For some managers, security concerns grow with the complexity of hybrid cloud
Security is still a barrier to adopting a hybrid cloud architecture, with specific concerns including increased complexity, difficulty instituting security controls and a clear need for more assessment tools.
As hybrid cloud environments take hold in healthcare and other sectors, security is becoming a top priority, but a new report finds many stakeholders are still choosing to address these concerns with separate tools for cloud and on-site, rather than a combined “best of suite” offering.
The report, from Santa Clara-based Cavirin Systems, polled more than 250 hybrid cloud security leaders and found that 81 percent of organizations currently deploy a hybrid or multi-cloud strategy, with 11 percent only going on-premise and 8 percent with one cloud provider.
As for what hybrid cloud security means to those polled, more than two thirds said it means verification that their public account is secure and confirmation that workloads in the cloud, such as VMs and container instances, are secure. More than half said it means ensuring all sensitive data is out of the cloud.

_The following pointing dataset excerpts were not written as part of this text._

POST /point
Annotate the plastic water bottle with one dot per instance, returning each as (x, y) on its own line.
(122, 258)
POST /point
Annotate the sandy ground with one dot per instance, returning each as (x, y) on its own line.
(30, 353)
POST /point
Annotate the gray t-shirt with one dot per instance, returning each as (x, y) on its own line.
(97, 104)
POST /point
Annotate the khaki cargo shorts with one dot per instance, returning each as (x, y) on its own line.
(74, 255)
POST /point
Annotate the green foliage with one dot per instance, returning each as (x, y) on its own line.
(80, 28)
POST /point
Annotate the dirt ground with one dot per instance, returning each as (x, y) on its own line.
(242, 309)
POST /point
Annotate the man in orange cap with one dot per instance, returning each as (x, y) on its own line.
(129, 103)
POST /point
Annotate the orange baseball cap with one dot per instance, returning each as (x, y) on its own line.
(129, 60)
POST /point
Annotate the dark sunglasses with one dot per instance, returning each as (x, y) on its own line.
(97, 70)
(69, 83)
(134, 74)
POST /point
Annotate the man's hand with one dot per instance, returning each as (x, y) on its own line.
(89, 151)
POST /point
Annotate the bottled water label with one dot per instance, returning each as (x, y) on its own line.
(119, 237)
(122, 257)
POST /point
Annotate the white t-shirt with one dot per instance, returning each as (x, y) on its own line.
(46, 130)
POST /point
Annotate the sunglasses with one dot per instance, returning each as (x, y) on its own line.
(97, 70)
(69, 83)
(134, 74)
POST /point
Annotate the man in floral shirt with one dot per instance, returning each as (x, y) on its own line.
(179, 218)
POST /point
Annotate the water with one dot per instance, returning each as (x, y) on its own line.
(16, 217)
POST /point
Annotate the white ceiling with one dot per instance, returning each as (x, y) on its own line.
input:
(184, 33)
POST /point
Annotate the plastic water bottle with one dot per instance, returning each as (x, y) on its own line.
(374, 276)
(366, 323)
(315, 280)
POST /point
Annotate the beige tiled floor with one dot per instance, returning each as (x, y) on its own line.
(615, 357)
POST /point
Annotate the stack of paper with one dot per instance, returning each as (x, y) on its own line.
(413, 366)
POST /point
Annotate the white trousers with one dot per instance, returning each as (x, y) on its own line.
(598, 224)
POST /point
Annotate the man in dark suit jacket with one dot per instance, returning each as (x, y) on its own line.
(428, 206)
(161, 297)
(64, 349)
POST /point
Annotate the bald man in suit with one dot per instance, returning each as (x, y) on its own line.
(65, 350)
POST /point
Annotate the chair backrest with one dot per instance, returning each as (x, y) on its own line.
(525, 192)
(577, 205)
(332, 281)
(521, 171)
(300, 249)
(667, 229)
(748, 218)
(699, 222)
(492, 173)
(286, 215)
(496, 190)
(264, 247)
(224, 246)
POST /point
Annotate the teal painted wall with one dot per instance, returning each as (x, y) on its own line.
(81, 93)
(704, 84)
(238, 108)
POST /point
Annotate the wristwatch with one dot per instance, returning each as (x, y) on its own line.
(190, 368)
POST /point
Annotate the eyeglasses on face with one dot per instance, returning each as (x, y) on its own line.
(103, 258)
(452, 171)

The most popular form of hybrid cloud security architecture is separate best of breed tools for both on-premise and cloud, cited by more than 60 percent of respondents. Slightly more than half said they used a best in suite tool, meaning a single tool spanning on-premise and cloud. More than a third said they use a cloud access security broker (CASB) tool for their hybrid security management, while one in five are using a dedicated container security tool.
When looking at the overall state of health, only one respondent was willing to admit their cybersecurity posture needed ‘immediate help,’ while more than half said their outlook was healthy, with 22 percent saying their posture was impenetrable.